The liquidity ‘haves’ and ‘have nots’

Following on from Jim’s blog on Tuesday and yesterday’s extraordinary market events, I wanted to shine a light on the various actors in the collateral and liquidity markets and why we are in the eye of what I term as the liquidity ‘Haves and Have Nots’ storm.

The ‘Have Nots’

As Jim explained, pension funds are/have been servicing ever increasing margin calls driven by the extreme moves in real and nominal rates. They are on a hunt for liquidity (cash) to service these calls at the same time the liquidity (bid offer spread) of asset markets is extremely fragile. A sub layer to this dynamic is that pension funds are also a significant provider of gilts to the repo market (which they repo out to fund levered investments) and where we are now seeing some strain as these gilts are either withdrawn from repo programmes (to sell, as of yesterday to the BOE) or repo’d out to raise cash to fund said margin calls; see graph below showing the overall market value of available gilt collateral which has fallen sharply over recent days.

The timing could not be worse with quarter end looming, increasing demand for bank balance sheet from non-bank market participants and an ever increasing war chest of cash from the liquidity ‘Haves’ chasing collateral.

The ‘Haves’

However, it is also important to shine a light on the market participants that have significant war chests of liquidity in the form of cash and have, for various reasons, been holding this as a defensive strategy and or as part of a strategic asset allocation. This feels like a great position to be in right now and we have observed even more shoring up of cash buffers by these prudent cash managers over the past few days via shortening cash lending tenors, not extending term funding transactions and restricting liquid (collateral) assets such as gilts from lending programmes. Whilst unlike the pension fund example above they do not need to create liquidity (lucky them) this does need to be managed on a daily basis either via Money Market Funds (MMFs) or against repo collateral – again see the graph of decreasing gilt collateral. As we know, cash is also hoarded in MMFs and at the time of writing MMFs have shortened their Weighted Average Maturities (WAMs) in anticipation of redemptions (see the March 2020 Dash for Cash). We are watching this dynamic extremely closely.
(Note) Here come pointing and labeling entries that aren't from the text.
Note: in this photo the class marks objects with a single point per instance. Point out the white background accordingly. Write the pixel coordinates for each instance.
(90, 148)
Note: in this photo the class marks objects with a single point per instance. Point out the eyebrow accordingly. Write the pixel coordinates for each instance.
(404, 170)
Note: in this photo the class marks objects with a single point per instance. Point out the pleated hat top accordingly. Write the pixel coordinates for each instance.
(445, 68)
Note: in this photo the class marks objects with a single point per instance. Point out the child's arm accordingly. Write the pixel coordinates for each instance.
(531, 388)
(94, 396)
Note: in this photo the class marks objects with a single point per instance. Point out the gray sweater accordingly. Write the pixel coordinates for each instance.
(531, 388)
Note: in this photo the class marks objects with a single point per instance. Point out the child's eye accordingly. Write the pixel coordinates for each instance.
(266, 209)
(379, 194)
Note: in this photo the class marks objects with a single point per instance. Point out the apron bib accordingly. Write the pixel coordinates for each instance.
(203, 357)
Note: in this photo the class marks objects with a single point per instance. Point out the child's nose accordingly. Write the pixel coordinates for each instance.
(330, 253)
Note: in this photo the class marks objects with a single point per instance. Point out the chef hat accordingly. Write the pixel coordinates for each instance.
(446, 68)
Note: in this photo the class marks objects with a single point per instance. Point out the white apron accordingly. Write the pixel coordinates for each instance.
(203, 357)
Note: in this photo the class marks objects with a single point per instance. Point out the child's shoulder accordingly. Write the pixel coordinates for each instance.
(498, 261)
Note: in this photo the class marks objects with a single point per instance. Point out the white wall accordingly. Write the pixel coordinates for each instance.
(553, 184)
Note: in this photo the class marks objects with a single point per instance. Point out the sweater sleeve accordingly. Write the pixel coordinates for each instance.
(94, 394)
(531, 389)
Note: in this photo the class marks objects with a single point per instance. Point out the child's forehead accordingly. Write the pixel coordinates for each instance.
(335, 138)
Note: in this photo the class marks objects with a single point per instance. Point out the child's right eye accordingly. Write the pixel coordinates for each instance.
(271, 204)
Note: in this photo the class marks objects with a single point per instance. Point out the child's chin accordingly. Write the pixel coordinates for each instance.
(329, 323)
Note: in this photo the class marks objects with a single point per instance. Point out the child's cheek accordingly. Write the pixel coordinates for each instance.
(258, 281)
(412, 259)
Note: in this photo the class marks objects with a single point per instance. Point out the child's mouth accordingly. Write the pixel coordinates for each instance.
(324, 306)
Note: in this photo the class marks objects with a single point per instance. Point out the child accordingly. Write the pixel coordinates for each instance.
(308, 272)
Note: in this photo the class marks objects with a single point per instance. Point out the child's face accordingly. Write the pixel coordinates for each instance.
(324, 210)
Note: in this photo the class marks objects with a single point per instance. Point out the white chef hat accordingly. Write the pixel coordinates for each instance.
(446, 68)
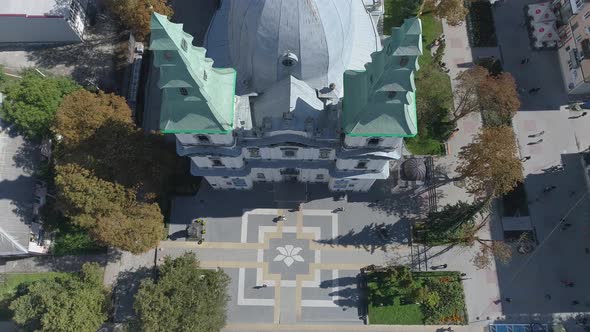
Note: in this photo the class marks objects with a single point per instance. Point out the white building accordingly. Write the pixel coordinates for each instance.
(42, 21)
(301, 91)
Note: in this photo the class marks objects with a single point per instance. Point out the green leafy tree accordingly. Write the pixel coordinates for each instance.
(108, 210)
(137, 229)
(183, 298)
(136, 14)
(490, 164)
(3, 77)
(144, 162)
(445, 225)
(31, 103)
(84, 198)
(82, 113)
(76, 303)
(450, 307)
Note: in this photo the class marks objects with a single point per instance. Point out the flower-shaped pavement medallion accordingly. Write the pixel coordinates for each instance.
(289, 255)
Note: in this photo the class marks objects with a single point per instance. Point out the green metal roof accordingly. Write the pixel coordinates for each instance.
(381, 100)
(196, 98)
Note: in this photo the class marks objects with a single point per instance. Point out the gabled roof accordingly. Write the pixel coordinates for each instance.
(196, 97)
(380, 101)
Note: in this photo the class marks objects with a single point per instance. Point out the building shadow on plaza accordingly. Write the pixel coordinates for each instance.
(535, 282)
(543, 69)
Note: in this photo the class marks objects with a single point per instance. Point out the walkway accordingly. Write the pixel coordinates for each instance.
(481, 287)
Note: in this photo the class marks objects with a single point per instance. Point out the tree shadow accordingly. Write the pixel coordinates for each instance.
(344, 281)
(373, 236)
(178, 235)
(19, 194)
(349, 293)
(92, 62)
(26, 157)
(46, 263)
(124, 290)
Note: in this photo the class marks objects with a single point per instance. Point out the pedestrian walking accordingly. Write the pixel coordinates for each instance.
(578, 116)
(566, 282)
(537, 134)
(566, 226)
(536, 142)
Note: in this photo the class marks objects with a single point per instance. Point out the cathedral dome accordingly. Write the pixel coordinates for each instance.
(313, 40)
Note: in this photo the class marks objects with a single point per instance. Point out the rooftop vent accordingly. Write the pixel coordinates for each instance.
(289, 59)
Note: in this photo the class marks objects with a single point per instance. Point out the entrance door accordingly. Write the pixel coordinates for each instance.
(290, 174)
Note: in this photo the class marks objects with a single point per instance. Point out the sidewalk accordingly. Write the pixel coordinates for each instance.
(343, 328)
(481, 287)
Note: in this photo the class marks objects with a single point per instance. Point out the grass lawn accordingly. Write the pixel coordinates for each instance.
(10, 282)
(396, 314)
(480, 25)
(391, 301)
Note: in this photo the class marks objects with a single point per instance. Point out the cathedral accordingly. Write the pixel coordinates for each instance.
(303, 91)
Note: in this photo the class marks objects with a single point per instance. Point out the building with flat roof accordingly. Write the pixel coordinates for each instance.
(42, 21)
(573, 23)
(284, 91)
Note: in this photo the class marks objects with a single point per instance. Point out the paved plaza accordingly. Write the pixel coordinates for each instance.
(303, 269)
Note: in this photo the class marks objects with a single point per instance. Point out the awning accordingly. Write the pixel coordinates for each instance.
(545, 32)
(541, 12)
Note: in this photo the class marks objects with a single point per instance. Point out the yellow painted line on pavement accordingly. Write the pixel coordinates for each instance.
(231, 264)
(277, 307)
(346, 266)
(210, 245)
(299, 224)
(297, 299)
(355, 328)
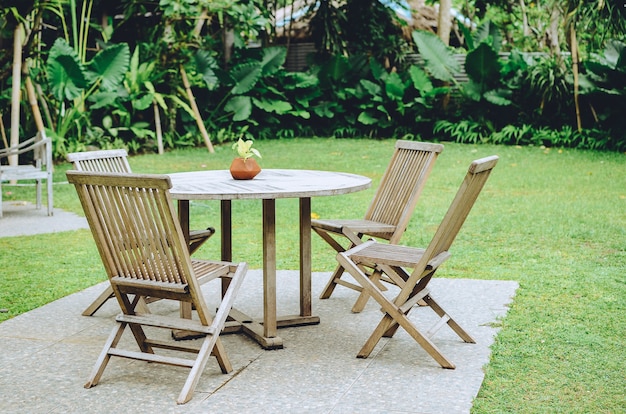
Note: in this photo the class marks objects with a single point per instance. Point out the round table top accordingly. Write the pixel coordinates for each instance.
(269, 184)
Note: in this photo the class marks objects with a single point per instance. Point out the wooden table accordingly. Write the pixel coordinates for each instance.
(267, 186)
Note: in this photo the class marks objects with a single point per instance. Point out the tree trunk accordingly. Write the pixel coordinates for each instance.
(553, 31)
(196, 111)
(444, 22)
(574, 50)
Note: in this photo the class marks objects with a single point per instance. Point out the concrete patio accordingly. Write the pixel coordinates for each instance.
(47, 354)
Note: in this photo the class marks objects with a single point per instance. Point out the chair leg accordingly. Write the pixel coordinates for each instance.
(38, 187)
(104, 357)
(100, 300)
(330, 286)
(364, 296)
(446, 318)
(208, 346)
(50, 197)
(107, 294)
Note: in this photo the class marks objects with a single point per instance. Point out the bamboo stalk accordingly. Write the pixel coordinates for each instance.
(157, 126)
(196, 111)
(3, 132)
(32, 100)
(575, 68)
(16, 90)
(44, 105)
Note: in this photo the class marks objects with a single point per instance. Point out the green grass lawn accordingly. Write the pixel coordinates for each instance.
(555, 221)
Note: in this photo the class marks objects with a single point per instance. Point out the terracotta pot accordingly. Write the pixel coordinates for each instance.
(244, 170)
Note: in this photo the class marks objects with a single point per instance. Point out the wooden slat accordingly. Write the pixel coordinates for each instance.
(392, 259)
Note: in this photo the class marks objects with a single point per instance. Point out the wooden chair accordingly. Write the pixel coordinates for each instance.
(389, 212)
(395, 259)
(116, 160)
(38, 166)
(140, 241)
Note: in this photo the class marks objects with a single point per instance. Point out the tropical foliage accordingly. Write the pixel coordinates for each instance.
(160, 71)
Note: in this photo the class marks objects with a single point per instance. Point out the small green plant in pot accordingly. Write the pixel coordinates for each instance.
(244, 166)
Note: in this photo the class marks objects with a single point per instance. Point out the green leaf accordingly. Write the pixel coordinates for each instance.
(205, 65)
(440, 61)
(372, 88)
(270, 105)
(66, 74)
(110, 66)
(273, 59)
(103, 99)
(482, 65)
(367, 119)
(497, 97)
(325, 110)
(241, 106)
(143, 102)
(394, 87)
(421, 81)
(246, 76)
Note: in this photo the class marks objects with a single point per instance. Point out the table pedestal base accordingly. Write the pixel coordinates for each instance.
(240, 322)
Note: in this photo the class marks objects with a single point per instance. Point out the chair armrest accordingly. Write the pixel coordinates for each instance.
(201, 234)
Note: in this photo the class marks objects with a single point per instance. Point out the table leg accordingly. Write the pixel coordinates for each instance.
(227, 226)
(305, 257)
(185, 307)
(269, 268)
(266, 334)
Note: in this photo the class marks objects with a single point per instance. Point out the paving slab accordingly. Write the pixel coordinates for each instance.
(22, 218)
(47, 354)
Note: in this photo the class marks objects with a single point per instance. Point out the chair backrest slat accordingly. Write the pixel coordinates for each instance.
(402, 184)
(475, 179)
(101, 161)
(133, 222)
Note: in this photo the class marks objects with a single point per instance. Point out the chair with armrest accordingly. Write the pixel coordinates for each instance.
(389, 211)
(116, 160)
(144, 253)
(396, 260)
(38, 168)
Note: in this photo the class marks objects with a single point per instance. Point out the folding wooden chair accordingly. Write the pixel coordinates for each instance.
(116, 160)
(389, 212)
(38, 166)
(144, 253)
(394, 259)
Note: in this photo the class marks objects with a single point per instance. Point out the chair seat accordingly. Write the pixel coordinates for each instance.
(37, 166)
(388, 214)
(21, 172)
(145, 255)
(372, 228)
(393, 261)
(392, 255)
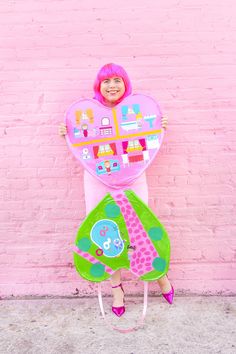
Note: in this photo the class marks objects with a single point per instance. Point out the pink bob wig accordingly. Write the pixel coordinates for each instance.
(106, 72)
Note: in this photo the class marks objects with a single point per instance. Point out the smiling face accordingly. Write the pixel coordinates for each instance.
(112, 89)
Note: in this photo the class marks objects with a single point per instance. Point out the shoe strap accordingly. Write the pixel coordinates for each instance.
(140, 322)
(117, 286)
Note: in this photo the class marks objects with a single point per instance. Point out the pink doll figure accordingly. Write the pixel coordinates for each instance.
(111, 86)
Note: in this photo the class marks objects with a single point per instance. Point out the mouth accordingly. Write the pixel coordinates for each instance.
(112, 92)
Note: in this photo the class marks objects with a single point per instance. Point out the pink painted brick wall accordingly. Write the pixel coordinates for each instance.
(183, 53)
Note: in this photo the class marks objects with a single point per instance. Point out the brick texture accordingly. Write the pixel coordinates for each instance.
(183, 53)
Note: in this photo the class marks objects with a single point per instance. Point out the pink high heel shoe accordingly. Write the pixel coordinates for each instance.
(118, 311)
(169, 296)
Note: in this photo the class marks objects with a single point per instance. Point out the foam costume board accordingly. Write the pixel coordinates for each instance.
(116, 145)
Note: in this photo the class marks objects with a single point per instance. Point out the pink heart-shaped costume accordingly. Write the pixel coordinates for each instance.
(117, 144)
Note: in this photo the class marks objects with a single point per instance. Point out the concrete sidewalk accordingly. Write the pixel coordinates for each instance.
(55, 326)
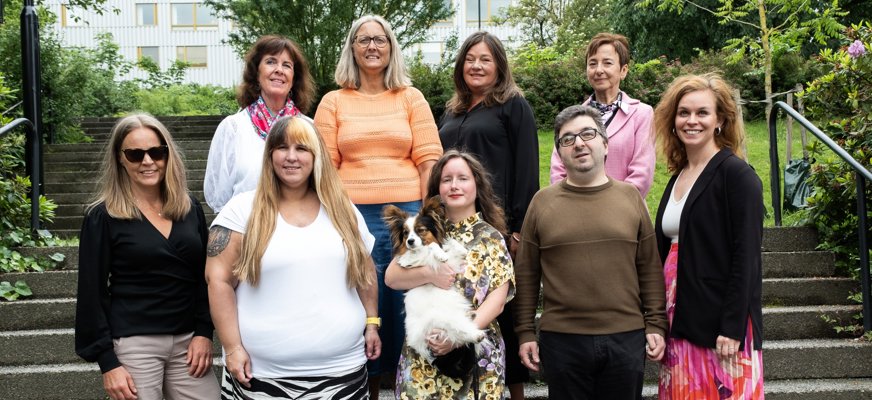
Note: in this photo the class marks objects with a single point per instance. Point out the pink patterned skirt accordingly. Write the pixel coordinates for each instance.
(690, 372)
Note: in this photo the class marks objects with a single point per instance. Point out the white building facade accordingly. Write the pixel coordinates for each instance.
(170, 30)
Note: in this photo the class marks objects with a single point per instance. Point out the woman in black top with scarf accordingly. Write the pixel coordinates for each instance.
(142, 311)
(489, 117)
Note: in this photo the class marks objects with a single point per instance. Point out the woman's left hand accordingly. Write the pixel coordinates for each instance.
(726, 347)
(199, 358)
(439, 343)
(373, 342)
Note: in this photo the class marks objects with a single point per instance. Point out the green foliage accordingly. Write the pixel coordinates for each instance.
(320, 26)
(550, 81)
(564, 24)
(186, 99)
(842, 101)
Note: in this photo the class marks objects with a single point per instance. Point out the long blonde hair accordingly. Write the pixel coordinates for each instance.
(114, 189)
(325, 181)
(732, 131)
(347, 73)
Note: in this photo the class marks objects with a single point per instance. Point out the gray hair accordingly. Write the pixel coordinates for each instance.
(347, 73)
(572, 112)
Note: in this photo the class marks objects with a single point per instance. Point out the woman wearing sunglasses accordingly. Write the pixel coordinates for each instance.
(142, 311)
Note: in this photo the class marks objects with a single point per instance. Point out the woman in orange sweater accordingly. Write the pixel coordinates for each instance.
(382, 137)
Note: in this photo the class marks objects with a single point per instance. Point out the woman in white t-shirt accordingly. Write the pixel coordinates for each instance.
(291, 282)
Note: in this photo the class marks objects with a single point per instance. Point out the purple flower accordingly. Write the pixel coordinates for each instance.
(856, 49)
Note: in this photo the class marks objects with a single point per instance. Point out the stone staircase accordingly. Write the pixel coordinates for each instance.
(804, 358)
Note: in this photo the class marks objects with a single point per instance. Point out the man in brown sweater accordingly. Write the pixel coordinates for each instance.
(589, 241)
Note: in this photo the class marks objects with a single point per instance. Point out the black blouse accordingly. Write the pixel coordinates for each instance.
(503, 137)
(134, 281)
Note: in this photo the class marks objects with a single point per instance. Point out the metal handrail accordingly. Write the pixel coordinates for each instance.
(34, 171)
(862, 174)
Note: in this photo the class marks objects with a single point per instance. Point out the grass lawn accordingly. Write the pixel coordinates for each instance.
(758, 156)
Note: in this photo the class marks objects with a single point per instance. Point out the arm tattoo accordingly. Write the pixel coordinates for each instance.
(219, 237)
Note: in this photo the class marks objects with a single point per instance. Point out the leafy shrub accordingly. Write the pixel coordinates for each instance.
(842, 101)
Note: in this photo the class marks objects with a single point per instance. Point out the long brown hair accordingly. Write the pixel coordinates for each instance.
(486, 201)
(732, 132)
(504, 87)
(303, 86)
(326, 184)
(115, 190)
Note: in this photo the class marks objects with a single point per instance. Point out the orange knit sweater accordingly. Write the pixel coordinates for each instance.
(377, 142)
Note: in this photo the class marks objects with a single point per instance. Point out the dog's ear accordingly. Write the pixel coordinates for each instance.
(434, 210)
(395, 218)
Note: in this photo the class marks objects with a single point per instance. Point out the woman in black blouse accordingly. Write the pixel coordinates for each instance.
(142, 312)
(488, 116)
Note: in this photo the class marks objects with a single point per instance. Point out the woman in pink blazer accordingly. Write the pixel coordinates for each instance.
(627, 120)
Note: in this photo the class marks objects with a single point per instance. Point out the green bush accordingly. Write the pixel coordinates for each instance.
(841, 100)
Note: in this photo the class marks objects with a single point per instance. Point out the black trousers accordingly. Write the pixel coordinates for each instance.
(588, 367)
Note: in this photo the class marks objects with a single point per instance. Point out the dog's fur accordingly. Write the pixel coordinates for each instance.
(419, 240)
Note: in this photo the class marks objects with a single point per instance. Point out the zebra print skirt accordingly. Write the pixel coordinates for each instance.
(346, 386)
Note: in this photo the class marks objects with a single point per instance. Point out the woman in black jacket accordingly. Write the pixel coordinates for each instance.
(709, 231)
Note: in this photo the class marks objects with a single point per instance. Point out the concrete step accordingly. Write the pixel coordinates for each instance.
(808, 291)
(94, 175)
(91, 187)
(184, 145)
(80, 166)
(789, 238)
(97, 156)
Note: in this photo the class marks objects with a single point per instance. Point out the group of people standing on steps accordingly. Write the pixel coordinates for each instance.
(296, 275)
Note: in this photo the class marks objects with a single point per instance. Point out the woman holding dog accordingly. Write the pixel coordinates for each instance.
(476, 220)
(489, 117)
(291, 283)
(709, 231)
(382, 138)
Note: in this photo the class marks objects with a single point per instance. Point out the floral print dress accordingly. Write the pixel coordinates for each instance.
(488, 267)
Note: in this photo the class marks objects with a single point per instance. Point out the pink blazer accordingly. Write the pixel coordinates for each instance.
(631, 147)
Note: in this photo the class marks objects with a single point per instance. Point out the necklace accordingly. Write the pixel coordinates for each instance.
(150, 208)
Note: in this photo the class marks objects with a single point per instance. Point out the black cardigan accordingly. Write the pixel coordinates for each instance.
(720, 277)
(503, 137)
(134, 281)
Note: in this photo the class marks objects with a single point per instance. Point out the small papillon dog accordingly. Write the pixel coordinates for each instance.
(420, 241)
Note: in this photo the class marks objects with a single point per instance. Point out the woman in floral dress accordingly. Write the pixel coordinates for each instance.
(476, 221)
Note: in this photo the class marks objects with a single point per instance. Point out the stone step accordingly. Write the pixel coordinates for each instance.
(196, 175)
(184, 145)
(97, 156)
(789, 238)
(91, 187)
(80, 166)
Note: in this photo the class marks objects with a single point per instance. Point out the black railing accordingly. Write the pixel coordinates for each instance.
(862, 174)
(33, 170)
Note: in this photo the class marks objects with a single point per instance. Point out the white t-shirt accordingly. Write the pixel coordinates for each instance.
(301, 319)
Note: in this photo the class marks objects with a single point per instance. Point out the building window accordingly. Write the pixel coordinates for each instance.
(193, 15)
(489, 9)
(146, 14)
(150, 52)
(71, 17)
(194, 55)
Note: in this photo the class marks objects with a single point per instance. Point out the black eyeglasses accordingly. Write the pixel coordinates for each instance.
(586, 135)
(364, 41)
(157, 153)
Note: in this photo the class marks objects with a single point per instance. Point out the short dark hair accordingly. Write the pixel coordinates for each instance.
(572, 112)
(303, 87)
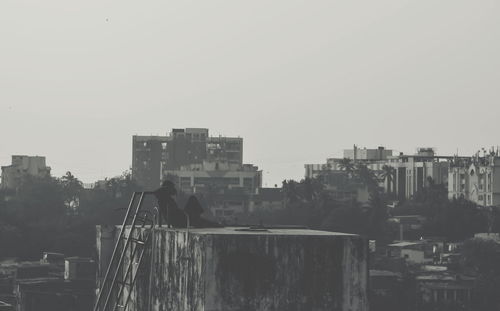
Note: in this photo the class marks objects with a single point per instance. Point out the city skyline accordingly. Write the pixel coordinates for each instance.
(298, 82)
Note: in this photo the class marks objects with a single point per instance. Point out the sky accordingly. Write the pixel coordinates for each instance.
(299, 80)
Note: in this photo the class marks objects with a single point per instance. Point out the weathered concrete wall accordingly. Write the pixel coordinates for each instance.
(225, 269)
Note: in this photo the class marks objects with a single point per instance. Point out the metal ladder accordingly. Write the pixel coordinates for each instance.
(119, 275)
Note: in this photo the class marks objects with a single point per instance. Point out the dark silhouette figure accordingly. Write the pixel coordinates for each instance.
(194, 210)
(168, 210)
(174, 216)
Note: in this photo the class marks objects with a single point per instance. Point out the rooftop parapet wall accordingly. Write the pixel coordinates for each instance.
(228, 269)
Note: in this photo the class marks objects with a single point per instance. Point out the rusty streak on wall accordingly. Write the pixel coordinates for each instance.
(225, 269)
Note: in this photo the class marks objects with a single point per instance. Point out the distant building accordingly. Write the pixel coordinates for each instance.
(412, 251)
(22, 166)
(151, 155)
(414, 172)
(367, 154)
(209, 176)
(476, 179)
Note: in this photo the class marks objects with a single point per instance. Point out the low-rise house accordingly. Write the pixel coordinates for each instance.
(443, 291)
(412, 251)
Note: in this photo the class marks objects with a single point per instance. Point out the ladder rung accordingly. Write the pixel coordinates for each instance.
(124, 283)
(138, 241)
(139, 218)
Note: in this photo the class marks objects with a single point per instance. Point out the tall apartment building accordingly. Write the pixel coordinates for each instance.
(411, 172)
(151, 155)
(213, 175)
(476, 179)
(22, 166)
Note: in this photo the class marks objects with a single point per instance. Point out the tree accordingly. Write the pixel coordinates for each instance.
(72, 188)
(482, 257)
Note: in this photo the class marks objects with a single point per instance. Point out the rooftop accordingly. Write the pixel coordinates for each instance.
(257, 231)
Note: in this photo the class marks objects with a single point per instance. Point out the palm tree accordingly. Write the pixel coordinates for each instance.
(387, 175)
(347, 165)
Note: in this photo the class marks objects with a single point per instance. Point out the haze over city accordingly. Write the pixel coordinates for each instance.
(298, 82)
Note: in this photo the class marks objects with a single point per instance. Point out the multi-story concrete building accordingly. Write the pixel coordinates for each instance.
(367, 154)
(411, 172)
(22, 166)
(476, 179)
(196, 178)
(414, 172)
(152, 155)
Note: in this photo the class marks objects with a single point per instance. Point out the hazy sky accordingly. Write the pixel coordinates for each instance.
(298, 80)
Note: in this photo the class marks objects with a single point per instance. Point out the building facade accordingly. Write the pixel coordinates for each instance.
(411, 172)
(476, 179)
(21, 167)
(367, 154)
(152, 155)
(414, 172)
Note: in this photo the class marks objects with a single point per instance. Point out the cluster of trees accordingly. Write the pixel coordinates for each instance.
(59, 215)
(310, 202)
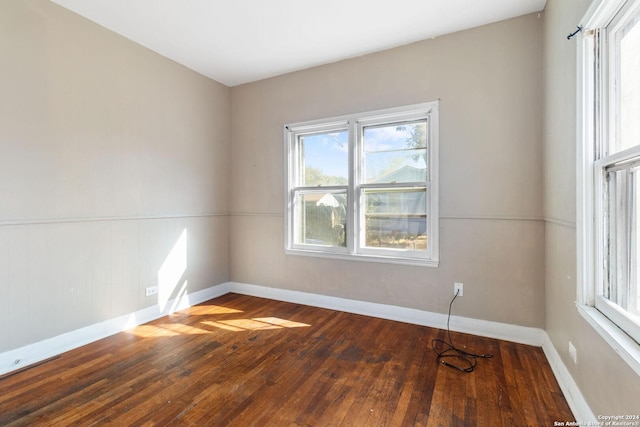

In summary, there are very clear collateral strains for some sterling market participants and demarcation of the liquidity ‘Have and Have Nots’. The urgent question (with an unclear answer at the moment in my view) is whether this could spill over into a broader liquidity breakdown as the various actors seek to right-size or further shore up their defensive cash stocks during these unprecedented markets. One thing that goes without saying is that cash really is king at the moment.

The value of investments will fluctuate, which will cause prices to fall as well as rise and you may not get back the original amount you invested. Past performance is not a guide to future performance.